A torrent of energetic particles appears to be spewing from the center of our Milky Way Galaxy, coming from the gigantic black hole that lies at its heart, according to a new study.
Such jets are common throughout the universe, and most supermassive black holes are thought to produce them. When matter falls into these behemoths, some material also is accelerated away, usually in two straight beams that fly out along the black hole’s spin axis.
The Milky Way’s giant black hole, called Sagittarius A* (pronounced “Sagittarius A-star”) has long been theorized to have jets, but evidence was inconclusive. Now researchers have combined x-ray photographs of the galaxy’s center from NASA’s Chandra space telescope with radio data from the Very Large Array (VLA) observatory in New Mexico to offer the best support yet for the idea of jets from Sagittarius A*. The x-ray photos show a wispy bright line of gas that is emitting x-ray light to one side of the black hole—perhaps indicating the jet itself—and the radio observations highlight a wall of gas that scientists think is a shock front created where the jet is slamming into a cloud, snow-plowing the gas into a clump.

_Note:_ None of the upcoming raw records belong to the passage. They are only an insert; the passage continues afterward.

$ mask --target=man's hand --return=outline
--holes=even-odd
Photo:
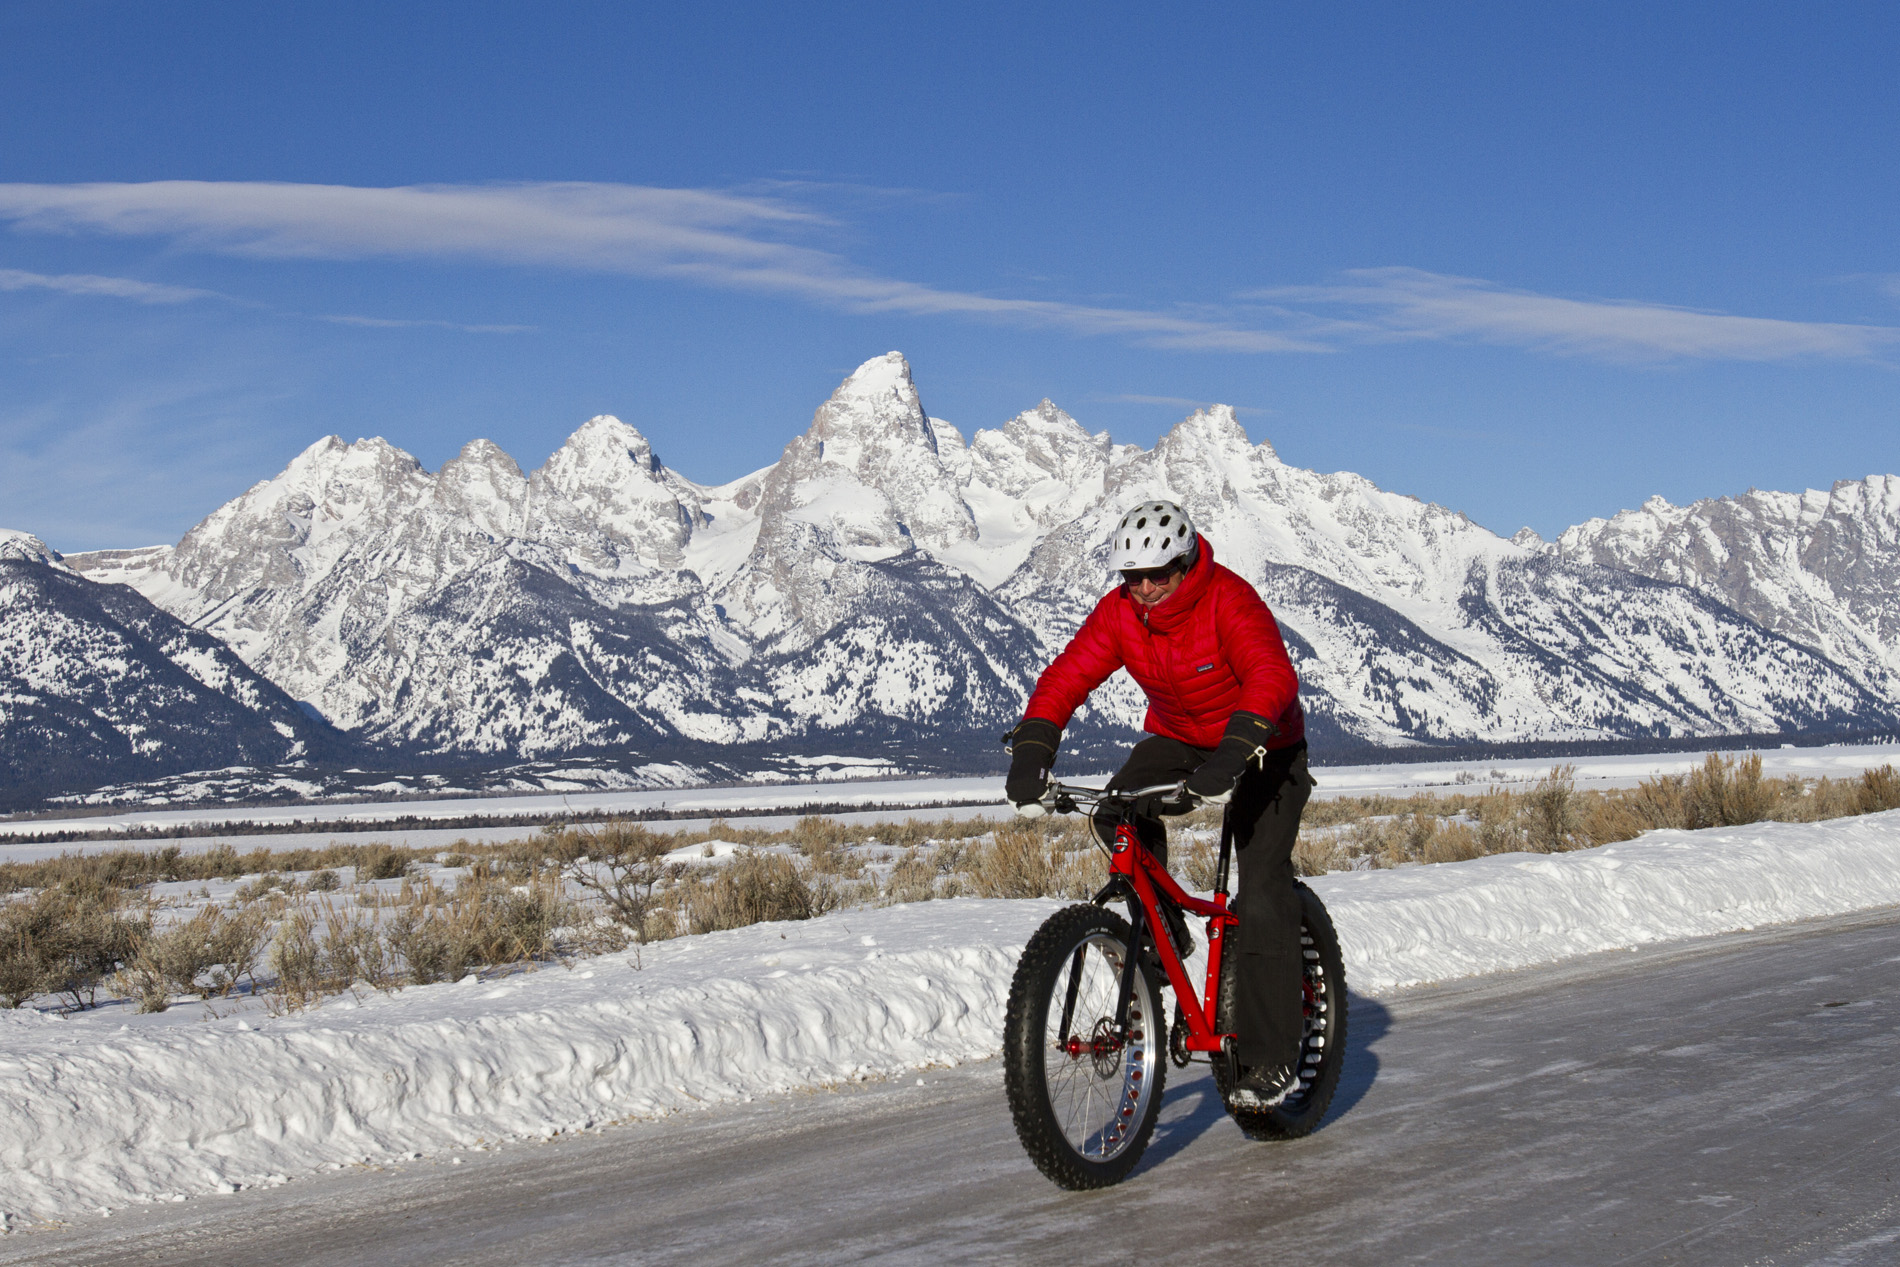
[[[1009,778],[1003,784],[1003,794],[1022,817],[1042,814],[1042,794],[1049,789],[1049,771],[1055,768],[1056,748],[1061,742],[1062,731],[1054,722],[1040,717],[1025,717],[1010,732]]]
[[[1227,719],[1227,733],[1220,747],[1188,775],[1187,790],[1196,800],[1209,805],[1225,805],[1234,798],[1234,787],[1246,773],[1247,763],[1264,757],[1267,740],[1278,728],[1258,713],[1236,712]]]

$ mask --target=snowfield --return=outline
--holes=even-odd
[[[1515,757],[1457,761],[1390,762],[1381,765],[1324,765],[1313,768],[1319,787],[1315,799],[1341,796],[1411,796],[1419,792],[1482,793],[1494,788],[1516,788],[1536,783],[1552,766],[1567,765],[1576,772],[1580,789],[1635,787],[1663,774],[1687,774],[1709,752],[1754,751],[1762,773],[1773,778],[1855,779],[1861,771],[1900,764],[1900,743],[1826,744],[1797,748],[1743,750],[1711,743],[1691,752],[1631,753],[1620,756]],[[842,758],[835,758],[842,760]],[[1061,777],[1083,783],[1105,782],[1110,771],[1077,769],[1065,763]],[[0,818],[0,861],[24,862],[57,857],[62,852],[96,852],[124,848],[162,849],[176,845],[187,852],[209,849],[225,841],[240,850],[289,849],[327,844],[354,832],[374,832],[375,838],[415,848],[446,848],[458,839],[475,842],[525,840],[549,820],[573,814],[626,814],[666,810],[699,814],[705,818],[655,819],[645,825],[653,831],[699,831],[717,817],[743,819],[749,827],[777,830],[789,826],[798,807],[813,802],[857,806],[830,815],[846,821],[877,818],[957,818],[1009,815],[1003,800],[1001,775],[931,779],[861,779],[820,784],[742,784],[733,787],[649,788],[617,792],[573,792],[559,795],[467,796],[437,800],[385,800],[324,804],[217,806],[196,808],[122,808],[107,813],[73,817],[27,815]],[[983,802],[988,802],[984,804]],[[917,808],[904,808],[917,807]],[[492,818],[493,827],[427,828],[392,826],[392,820],[452,821]],[[322,821],[334,824],[322,832],[282,832],[272,835],[240,834],[242,824],[291,825]],[[60,842],[53,845],[13,845],[8,841],[32,839],[46,832],[200,831],[220,823],[233,824],[229,836],[159,836],[130,842],[113,840]]]
[[[1900,904],[1900,811],[1311,883],[1379,995]],[[983,1059],[1059,905],[847,911],[290,1016],[0,1013],[0,1212],[18,1229]]]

In a paper accepted for publication in The Astrophysical Journal, Zhiyuan Li of Nanjing University in China, Mark Morris of the University of California, Los Angeles, and Frederick Baganoff of the Massachusetts Institute of Technology show these features share a “striking spatial relationship,” the researchers wrote. “There are many pieces of this story that fit nicely,” Morris says. “It’s not a slam dunk, but to my mind it’s stronger evidence than anyone has seen so far.”

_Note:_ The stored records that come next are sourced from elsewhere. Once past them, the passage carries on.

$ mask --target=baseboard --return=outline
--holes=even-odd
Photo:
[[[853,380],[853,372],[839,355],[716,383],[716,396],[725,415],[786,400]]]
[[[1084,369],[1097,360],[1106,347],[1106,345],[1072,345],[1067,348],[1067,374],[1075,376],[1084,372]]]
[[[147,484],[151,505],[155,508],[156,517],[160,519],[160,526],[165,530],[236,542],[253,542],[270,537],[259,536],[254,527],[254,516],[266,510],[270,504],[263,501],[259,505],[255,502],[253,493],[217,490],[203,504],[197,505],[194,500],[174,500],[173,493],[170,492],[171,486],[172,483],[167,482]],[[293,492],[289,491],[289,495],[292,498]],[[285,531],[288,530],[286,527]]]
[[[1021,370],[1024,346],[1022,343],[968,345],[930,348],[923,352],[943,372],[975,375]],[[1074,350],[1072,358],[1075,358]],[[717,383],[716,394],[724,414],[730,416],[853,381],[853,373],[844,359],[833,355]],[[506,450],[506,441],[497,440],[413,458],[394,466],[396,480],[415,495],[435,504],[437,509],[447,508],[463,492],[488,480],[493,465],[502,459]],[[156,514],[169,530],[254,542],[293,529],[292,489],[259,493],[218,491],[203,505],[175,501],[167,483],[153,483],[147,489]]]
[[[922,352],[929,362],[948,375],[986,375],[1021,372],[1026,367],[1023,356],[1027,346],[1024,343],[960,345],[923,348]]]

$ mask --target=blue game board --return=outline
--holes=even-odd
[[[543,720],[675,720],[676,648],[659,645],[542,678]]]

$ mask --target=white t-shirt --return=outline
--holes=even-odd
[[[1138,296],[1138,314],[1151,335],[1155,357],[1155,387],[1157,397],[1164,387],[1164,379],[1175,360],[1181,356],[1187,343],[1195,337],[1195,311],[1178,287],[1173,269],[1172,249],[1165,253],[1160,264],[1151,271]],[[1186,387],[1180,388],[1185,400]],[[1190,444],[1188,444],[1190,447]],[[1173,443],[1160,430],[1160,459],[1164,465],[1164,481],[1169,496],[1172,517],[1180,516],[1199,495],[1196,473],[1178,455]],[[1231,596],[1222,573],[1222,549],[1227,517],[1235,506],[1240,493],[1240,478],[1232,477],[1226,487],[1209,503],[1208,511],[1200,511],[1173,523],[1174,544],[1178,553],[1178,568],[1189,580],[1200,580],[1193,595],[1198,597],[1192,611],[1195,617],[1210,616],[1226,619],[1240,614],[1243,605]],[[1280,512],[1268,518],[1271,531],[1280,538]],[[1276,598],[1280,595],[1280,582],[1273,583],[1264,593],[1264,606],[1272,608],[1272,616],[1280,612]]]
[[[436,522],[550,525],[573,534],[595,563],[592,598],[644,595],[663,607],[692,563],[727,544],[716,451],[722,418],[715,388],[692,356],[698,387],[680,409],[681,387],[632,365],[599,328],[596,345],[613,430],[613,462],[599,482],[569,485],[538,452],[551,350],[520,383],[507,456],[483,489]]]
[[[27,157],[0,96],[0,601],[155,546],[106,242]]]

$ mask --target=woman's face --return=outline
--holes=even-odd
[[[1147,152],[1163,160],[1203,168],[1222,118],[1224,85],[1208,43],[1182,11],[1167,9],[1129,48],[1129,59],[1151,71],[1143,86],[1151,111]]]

The jet is so hard to find in part because it is relatively faint—the Milky Way’s black hole just is not eating enough to produce really robust jets, researchers say. Furthermore, the center of the galaxy is shrouded in so much gas and dust that nothing is easy to see there from our perspective on Earth. “There’s basically all the gunk between us and the galactic center, plus a big screen of plasma that is sort of like bathroom shower glass, serving to smear out images because of electron scattering,” says astronomer Sera Markoff of the University of Amsterdam, who was not involved in the new study. For example, scientists have detected a weak jet emanating from the black hole at the center of the nearby galaxy M81, but models suggest that if the same jet projected from the Milky Way’s core, we wouldn’t be able to see it. The new study supports the idea that jets may become visible only when they hit something. “Maybe the shock excites and accelerates particles in the jet,” causing the beam to light up, Markoff says.

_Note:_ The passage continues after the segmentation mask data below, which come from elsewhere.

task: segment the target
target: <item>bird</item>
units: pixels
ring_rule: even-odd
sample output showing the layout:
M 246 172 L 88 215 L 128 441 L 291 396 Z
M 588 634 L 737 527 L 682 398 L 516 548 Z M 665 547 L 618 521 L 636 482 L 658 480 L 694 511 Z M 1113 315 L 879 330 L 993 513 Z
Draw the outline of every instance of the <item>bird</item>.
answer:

Jets arise because the black hole is spinning. As matter falls into the black hole, the matter’s magnetic field gets twisted and amplified by the black hole’s spin, and this pumped-up magnetic field launches material outward in the form of jets. If the signals from Chandra and the VLA really are a jet, its direction would reveal the spin axis of the Sagittarius A* black hole. “Lo and behold, the spin axis appears to be the same as the galaxy,” Morris says. “That’s so satisfying, because that’s what you would expect if the black hole has never undergone a major disturbance.”
Some previous studies, however, suggested the jets pointed in a different direction. The new study is well thought out and “will be a benchmark against future claims of jet orientations,” says astronomer Heino Falcke of Radboud University Nijmegen in the Netherlands, who has also argued for a jet at the galactic center, and recently found that theoretical models favor one. “Is it a smoking gun now? Well, there is smoke, but until we find the bullet and the pistol, we can't really convict anyone for sure.”
An opportunity to test some of these ideas should arrive soon from a cloud of gas that is circling the drain of our central black hole. This cloud, called G2, has been on astronomers’ radar for awhile, and predictions vary about what its future holds. In the next couple of years most scientists think the strong gravitational tides near the black hole should rip the cloud to shreds, and some of these scraps should fall in, potentially causing the jet to flare brighter. “Everybody’s watching,” Morris says.